Toplumsal sorunların hepsini alaycı bir şekilde ele alan ve bu yüzden hiçbir zaman resmi makamlarca sevilmeyen Ama buna rağmen doğru bildiğinden asla şaşmayan Kısa öykü, tiyatro ve şiir dallarında Türk edebiyatının hemen her türünde pek çok eser yazan Türk mizah yazarı Aziz Nesin tarafından kaleme alınan, yurt dışında bizi temsil eden uluslararası yönetmen Kemal Başar’ın yönetmen koltuğunda oturduğu iki tiyatro oyununun oyuncu kadrosunda Cansu Tekoluk, Savaş Alp Başar yer alıyor.
Yoruma başlarken konusundan bahsedeyim kısaca; Bir yanda sadece sevilmeyi isteyen, eşinin tüm sıfatlardan sıyrılıp sadece eşi olarak kalmasını isteyen Melâ.

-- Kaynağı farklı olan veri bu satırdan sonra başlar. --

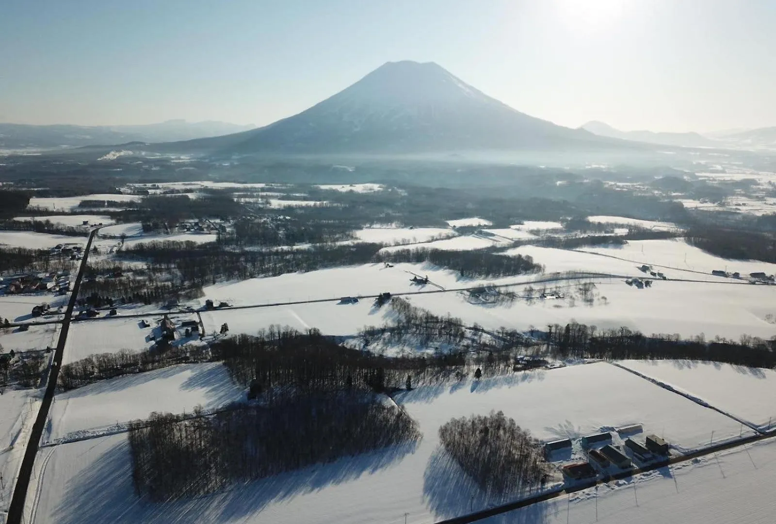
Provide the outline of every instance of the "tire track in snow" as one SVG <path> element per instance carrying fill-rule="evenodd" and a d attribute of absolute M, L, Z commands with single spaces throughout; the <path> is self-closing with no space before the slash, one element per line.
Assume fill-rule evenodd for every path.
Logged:
<path fill-rule="evenodd" d="M 670 391 L 671 393 L 675 393 L 677 395 L 681 395 L 684 398 L 686 398 L 686 399 L 688 399 L 689 401 L 692 401 L 693 402 L 695 402 L 695 404 L 697 404 L 699 406 L 703 406 L 704 408 L 708 408 L 708 409 L 713 409 L 715 411 L 716 411 L 716 412 L 718 412 L 718 413 L 719 413 L 721 415 L 724 415 L 726 417 L 728 417 L 729 418 L 733 418 L 734 421 L 736 421 L 739 424 L 743 424 L 743 425 L 747 426 L 750 429 L 754 430 L 757 433 L 758 433 L 760 435 L 766 435 L 767 434 L 767 432 L 764 432 L 764 431 L 761 430 L 758 426 L 752 424 L 751 422 L 750 422 L 748 421 L 746 421 L 746 420 L 743 420 L 743 418 L 739 418 L 738 417 L 736 417 L 733 413 L 730 413 L 729 411 L 726 411 L 725 410 L 720 409 L 719 408 L 717 408 L 716 406 L 713 406 L 713 405 L 708 404 L 708 402 L 706 402 L 702 398 L 700 398 L 698 397 L 695 397 L 695 395 L 690 394 L 689 393 L 687 393 L 685 391 L 682 391 L 681 390 L 677 389 L 674 386 L 671 386 L 670 384 L 666 383 L 665 382 L 662 382 L 661 380 L 658 380 L 657 379 L 653 378 L 651 377 L 648 377 L 648 376 L 646 376 L 646 375 L 645 375 L 643 373 L 639 373 L 638 371 L 636 371 L 634 370 L 631 370 L 630 368 L 627 368 L 625 366 L 622 366 L 622 364 L 619 364 L 619 363 L 618 363 L 616 362 L 609 362 L 609 361 L 607 361 L 607 363 L 611 364 L 611 365 L 614 366 L 615 367 L 618 367 L 621 370 L 627 371 L 628 373 L 632 373 L 634 375 L 636 375 L 636 377 L 639 377 L 644 379 L 645 380 L 649 380 L 650 382 L 651 382 L 652 383 L 655 384 L 656 386 L 659 386 L 659 387 L 662 387 L 664 390 Z"/>

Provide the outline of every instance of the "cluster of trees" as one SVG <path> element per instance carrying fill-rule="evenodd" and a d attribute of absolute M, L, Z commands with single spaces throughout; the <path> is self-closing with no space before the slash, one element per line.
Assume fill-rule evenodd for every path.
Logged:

Bir yanda da kendine bile rol yaparak güçlü olması gerektiğini inancında, ilk sendeleyişinde en büyük darbeyi yine en büyük alkışçısı olan seyircilerinden alacağına emin Rovni. Bir hayli yorgun, bezmiş, kalabalık içinde kendi yalnızlıklarında boğulmaya yüz tutan akrobat bir çiftin hikayesini tiyatro sahnesinde izlememize olanak tanıyor.

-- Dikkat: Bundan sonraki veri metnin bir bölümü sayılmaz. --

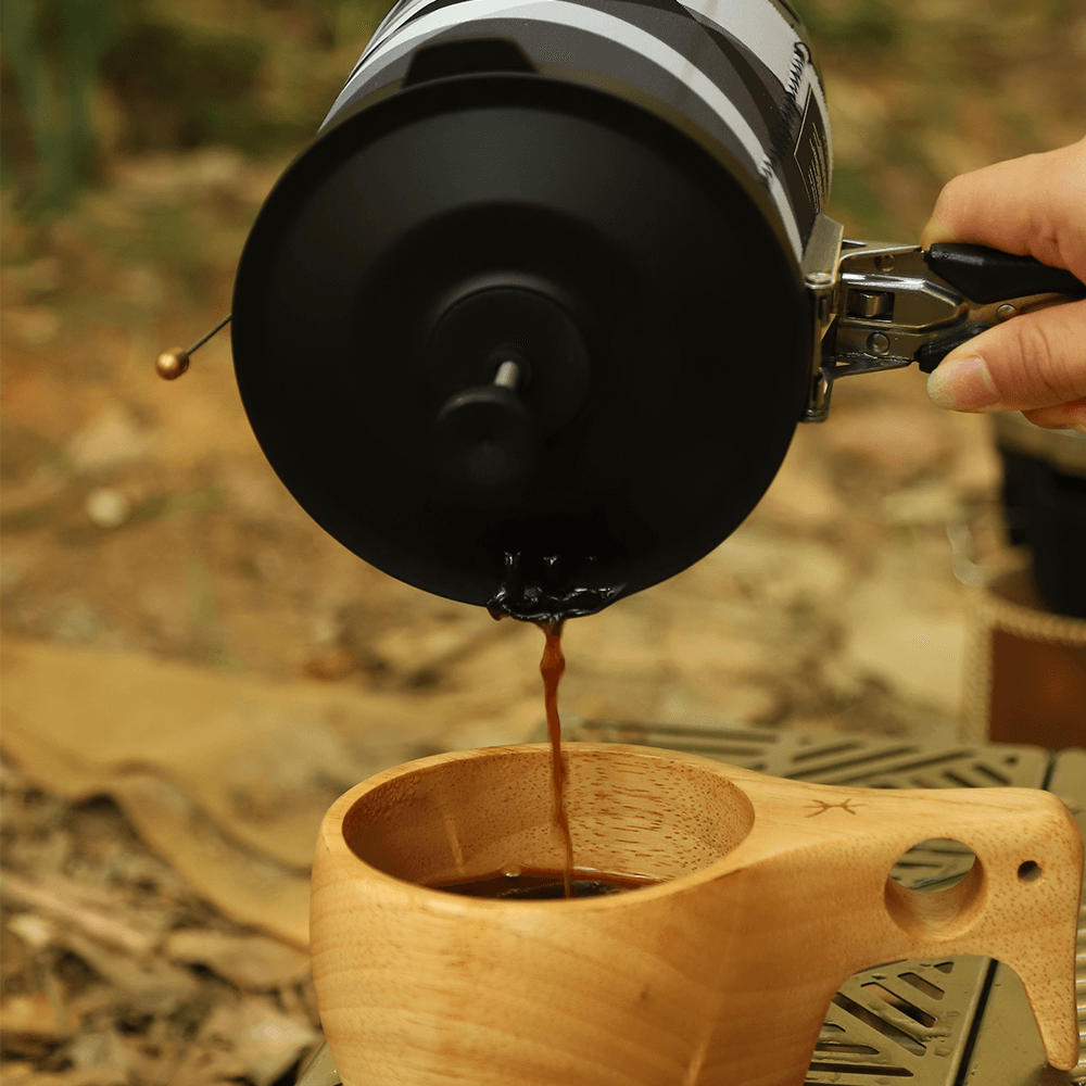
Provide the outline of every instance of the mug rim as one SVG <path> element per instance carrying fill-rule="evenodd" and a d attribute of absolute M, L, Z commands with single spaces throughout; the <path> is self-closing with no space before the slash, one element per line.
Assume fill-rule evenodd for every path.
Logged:
<path fill-rule="evenodd" d="M 367 879 L 376 879 L 376 881 L 387 885 L 389 888 L 395 887 L 404 894 L 421 894 L 422 899 L 429 906 L 444 905 L 453 910 L 462 910 L 464 908 L 508 908 L 512 906 L 518 910 L 526 910 L 529 907 L 553 907 L 556 901 L 560 901 L 566 908 L 577 907 L 599 909 L 629 907 L 639 901 L 655 900 L 666 893 L 682 892 L 719 877 L 720 875 L 727 873 L 730 867 L 734 866 L 734 856 L 736 851 L 750 838 L 755 831 L 757 824 L 757 810 L 754 801 L 744 791 L 742 785 L 733 779 L 733 774 L 736 774 L 736 771 L 738 771 L 738 774 L 748 772 L 755 776 L 763 774 L 755 773 L 753 770 L 744 771 L 740 769 L 740 767 L 725 765 L 711 758 L 705 758 L 700 755 L 686 754 L 681 750 L 669 750 L 666 747 L 642 746 L 640 744 L 588 743 L 578 741 L 576 743 L 563 745 L 564 756 L 567 753 L 572 754 L 573 752 L 578 752 L 578 756 L 581 753 L 606 753 L 608 755 L 614 754 L 616 756 L 633 756 L 647 761 L 679 762 L 685 766 L 691 766 L 695 769 L 705 770 L 735 788 L 736 793 L 740 797 L 742 797 L 743 803 L 748 809 L 749 825 L 743 836 L 736 841 L 727 853 L 719 856 L 717 859 L 711 860 L 709 863 L 705 864 L 705 867 L 698 868 L 694 871 L 687 871 L 671 879 L 665 879 L 660 882 L 639 886 L 636 887 L 636 893 L 633 895 L 628 893 L 603 894 L 595 897 L 555 898 L 553 900 L 527 899 L 513 901 L 502 898 L 472 897 L 464 894 L 451 894 L 444 889 L 427 886 L 424 883 L 412 882 L 408 879 L 402 879 L 399 875 L 390 874 L 389 872 L 381 870 L 381 868 L 370 863 L 368 860 L 363 859 L 348 843 L 346 836 L 343 832 L 343 823 L 350 811 L 366 795 L 369 795 L 391 781 L 411 776 L 433 767 L 455 763 L 458 761 L 476 761 L 483 757 L 500 758 L 508 757 L 509 755 L 516 757 L 538 757 L 540 754 L 546 754 L 550 757 L 551 754 L 551 744 L 546 742 L 509 743 L 498 746 L 476 747 L 469 750 L 445 750 L 440 754 L 427 755 L 424 758 L 416 758 L 412 761 L 403 762 L 399 766 L 381 770 L 379 773 L 375 773 L 372 776 L 361 781 L 358 784 L 348 790 L 331 805 L 331 807 L 329 807 L 320 826 L 320 844 L 330 849 L 333 854 L 332 858 L 334 858 L 339 864 L 350 866 L 350 873 L 353 873 L 354 876 L 357 876 L 361 866 L 361 868 L 365 870 Z"/>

Hazırsanız yorumlamaya ve sahne gözlemlerimi aktarmaya başlıyorum; Kaynaklara göre Aziz Nesin‟in tiyatroyla ilgisi çocukluk yıllarına dayanıyor. Komşu bir kadın onu tuluat tiyatrosuna götürüyor. Bunu öğrenince hemen rahmetli Aziz Nesin ile ortak bir noktamız olduğunu anladım. Benim de tiyatroya ilgim çocukluk yıllarıma dayanıyor. Ben de annem vesilesi ile tiyatroyla tanıştım. Tiyatro tutkum benim yaşama tutunma sebebim. Neyse fazla uzatmadan konumuza dönelim. Türk edebiyatının önemli yazarlarından Aziz Nesin beraber yaşadığı toplumun düzensizliklerini, çarpıklıklarını, yapılan haksızlıkları, toplumun her kesiminden insanın anlayabileceği dilden anlatarak, yaşamla eserleri arasında olağanüstü bir paralellik yaratmayı başarmış nadir yazarlardan biri. “Tut Elimden Rovni” bana metni açısından bakıldığında az önce anlattığımdan farklı bir izlenim uyandırdı. Yani bu kez toplumun her kesiminden insanın anlayabileceği dilden anlatmak yerine biraz daha fantastik bir hava vererek anlatmayı tercih etmiş. Diyaloglar daha bir farklı ,daha sarsıcı ve insan beyninin her lobunu çalıştırır nitelikte.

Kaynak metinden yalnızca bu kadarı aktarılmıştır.